Over the last decade, the 3D characterization of samples has become of increasing importance, as modern devices (e.g. state-of-the-art energy devices and electronic devices) integrate a number of advanced materials, very often in a complex 3D manner at nanometre spatial scales. The development of innovative characterization tools providing high spatial resolution in 3D combined with excellent chemical or elemental sensitivity is hence of paramount importance to advance the frontiers of science and technology in numerous areas of research.

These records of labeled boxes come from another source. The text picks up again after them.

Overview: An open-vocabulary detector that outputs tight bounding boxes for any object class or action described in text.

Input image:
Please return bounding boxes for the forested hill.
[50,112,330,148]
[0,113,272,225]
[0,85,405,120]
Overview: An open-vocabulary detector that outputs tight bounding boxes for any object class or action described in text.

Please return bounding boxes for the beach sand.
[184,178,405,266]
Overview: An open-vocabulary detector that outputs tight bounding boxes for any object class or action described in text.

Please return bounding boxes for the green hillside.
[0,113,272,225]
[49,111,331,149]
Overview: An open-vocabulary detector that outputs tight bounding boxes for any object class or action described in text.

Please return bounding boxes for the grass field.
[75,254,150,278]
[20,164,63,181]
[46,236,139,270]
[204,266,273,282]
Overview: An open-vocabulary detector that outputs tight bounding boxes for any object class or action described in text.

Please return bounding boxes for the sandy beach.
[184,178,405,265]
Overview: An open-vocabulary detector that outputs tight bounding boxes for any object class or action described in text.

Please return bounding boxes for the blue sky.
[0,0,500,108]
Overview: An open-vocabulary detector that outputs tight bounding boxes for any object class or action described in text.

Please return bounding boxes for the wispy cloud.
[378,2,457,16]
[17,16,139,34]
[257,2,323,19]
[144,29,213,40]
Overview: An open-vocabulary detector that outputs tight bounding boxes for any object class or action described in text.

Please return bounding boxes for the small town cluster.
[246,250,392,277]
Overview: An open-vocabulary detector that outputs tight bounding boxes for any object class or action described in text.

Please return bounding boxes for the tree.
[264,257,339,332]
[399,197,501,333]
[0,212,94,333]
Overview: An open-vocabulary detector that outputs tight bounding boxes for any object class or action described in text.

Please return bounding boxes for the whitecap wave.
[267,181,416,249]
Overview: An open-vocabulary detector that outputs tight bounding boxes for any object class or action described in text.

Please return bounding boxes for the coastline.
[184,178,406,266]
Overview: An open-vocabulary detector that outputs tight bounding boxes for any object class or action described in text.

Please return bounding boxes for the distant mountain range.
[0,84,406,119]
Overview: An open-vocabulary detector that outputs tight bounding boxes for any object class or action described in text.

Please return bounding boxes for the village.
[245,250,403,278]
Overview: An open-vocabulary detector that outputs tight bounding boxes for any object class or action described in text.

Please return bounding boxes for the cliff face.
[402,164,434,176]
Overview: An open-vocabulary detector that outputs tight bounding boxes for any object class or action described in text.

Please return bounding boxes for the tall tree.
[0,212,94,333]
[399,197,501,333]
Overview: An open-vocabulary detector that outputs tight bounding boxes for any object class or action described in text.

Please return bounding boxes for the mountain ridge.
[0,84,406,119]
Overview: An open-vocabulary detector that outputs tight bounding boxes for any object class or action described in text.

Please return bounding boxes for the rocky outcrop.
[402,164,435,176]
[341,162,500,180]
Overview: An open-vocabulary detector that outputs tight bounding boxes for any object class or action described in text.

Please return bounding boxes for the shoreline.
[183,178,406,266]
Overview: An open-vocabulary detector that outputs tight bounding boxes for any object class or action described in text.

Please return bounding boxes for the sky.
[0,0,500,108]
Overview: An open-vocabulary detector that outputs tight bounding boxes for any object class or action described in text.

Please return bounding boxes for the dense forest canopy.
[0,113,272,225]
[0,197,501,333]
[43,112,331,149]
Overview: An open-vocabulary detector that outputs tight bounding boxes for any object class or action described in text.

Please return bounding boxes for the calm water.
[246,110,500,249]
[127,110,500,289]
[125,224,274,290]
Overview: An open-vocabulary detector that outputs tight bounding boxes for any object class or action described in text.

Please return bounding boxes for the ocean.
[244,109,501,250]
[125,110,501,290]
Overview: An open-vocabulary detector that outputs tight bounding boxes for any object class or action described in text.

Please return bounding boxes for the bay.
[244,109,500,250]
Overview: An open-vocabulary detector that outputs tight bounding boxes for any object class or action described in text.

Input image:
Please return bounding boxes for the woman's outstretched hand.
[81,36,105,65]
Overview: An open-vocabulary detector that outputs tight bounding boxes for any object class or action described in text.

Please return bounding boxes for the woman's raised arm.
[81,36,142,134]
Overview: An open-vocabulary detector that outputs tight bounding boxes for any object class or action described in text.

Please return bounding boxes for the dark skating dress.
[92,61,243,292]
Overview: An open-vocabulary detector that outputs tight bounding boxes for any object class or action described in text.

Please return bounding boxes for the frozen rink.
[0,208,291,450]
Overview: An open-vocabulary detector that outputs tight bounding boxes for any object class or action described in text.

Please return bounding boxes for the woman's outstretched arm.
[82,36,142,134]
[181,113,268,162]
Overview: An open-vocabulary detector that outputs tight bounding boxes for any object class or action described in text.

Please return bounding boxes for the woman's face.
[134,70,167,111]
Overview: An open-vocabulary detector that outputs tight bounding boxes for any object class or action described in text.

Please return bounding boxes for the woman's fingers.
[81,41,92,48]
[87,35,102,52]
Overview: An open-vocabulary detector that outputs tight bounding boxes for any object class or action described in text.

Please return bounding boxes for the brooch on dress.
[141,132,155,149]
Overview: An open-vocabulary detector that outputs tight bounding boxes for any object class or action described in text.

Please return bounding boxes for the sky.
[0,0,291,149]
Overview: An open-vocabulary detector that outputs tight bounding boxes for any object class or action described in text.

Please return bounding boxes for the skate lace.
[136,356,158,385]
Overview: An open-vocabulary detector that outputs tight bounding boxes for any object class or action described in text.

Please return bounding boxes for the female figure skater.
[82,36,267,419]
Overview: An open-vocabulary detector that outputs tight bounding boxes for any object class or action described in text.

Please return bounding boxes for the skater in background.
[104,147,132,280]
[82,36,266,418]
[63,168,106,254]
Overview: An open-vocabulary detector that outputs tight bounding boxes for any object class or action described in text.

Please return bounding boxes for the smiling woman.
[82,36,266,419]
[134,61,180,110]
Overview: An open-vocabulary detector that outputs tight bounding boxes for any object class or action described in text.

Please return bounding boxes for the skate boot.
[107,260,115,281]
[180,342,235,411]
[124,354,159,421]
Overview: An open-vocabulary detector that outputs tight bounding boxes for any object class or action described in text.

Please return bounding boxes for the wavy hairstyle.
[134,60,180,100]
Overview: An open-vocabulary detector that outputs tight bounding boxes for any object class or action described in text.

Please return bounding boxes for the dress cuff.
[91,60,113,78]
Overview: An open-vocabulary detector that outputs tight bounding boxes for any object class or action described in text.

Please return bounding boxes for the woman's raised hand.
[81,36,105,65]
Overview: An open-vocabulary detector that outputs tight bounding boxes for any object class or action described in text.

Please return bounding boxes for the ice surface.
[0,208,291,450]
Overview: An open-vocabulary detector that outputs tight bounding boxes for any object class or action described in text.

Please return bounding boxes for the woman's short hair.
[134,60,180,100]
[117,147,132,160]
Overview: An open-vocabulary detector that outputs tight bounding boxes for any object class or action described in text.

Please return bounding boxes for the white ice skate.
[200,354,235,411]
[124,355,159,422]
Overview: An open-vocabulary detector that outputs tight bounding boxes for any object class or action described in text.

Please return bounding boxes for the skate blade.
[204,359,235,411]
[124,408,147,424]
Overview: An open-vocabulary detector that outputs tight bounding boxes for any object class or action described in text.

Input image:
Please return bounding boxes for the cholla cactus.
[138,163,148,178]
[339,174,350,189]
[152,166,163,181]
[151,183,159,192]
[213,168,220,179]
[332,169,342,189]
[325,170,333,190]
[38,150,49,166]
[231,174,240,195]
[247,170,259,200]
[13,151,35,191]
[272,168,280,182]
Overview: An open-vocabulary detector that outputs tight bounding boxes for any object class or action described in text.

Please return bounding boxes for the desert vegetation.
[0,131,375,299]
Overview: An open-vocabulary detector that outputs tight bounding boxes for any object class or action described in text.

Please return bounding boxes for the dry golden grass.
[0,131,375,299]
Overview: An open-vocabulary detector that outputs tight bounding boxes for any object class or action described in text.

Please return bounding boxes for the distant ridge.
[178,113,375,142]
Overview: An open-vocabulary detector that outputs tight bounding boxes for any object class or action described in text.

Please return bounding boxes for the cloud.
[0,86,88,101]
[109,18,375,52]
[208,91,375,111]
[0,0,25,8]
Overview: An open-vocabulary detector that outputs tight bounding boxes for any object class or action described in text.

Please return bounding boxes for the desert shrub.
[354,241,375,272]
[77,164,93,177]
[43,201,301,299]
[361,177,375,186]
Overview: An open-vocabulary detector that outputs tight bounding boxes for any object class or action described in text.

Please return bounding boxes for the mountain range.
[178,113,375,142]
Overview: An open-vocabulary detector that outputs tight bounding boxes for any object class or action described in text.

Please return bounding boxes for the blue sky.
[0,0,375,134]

In order to overcome the limitations of individual techniques, correlative microscopy has been recognized as a powerful approach to obtain complementary information about the investigated materials [1]. In this context, we have combined Secondary Ion Mass Spectrometry (SIMS), which is an extremely powerful technique for analysing surfaces owing in particular to its excellent sensitivity, high dynamic range, high mass resolution and ability to differentiate between isotopes, with Helium Ion Microscopy (HIM) and Atomic Force Microscopy (AFM), respectively. We have developed integrated HIM-SIMS [2,3] and AFM-SIMS [4,5] instruments, which allow the chemical or elemental information obtained by SIMS to be correlated with nano-scale 3D mapping of the investigated samples obtained by a photogrammetric approach on the HIM or AFM scanning, respectively.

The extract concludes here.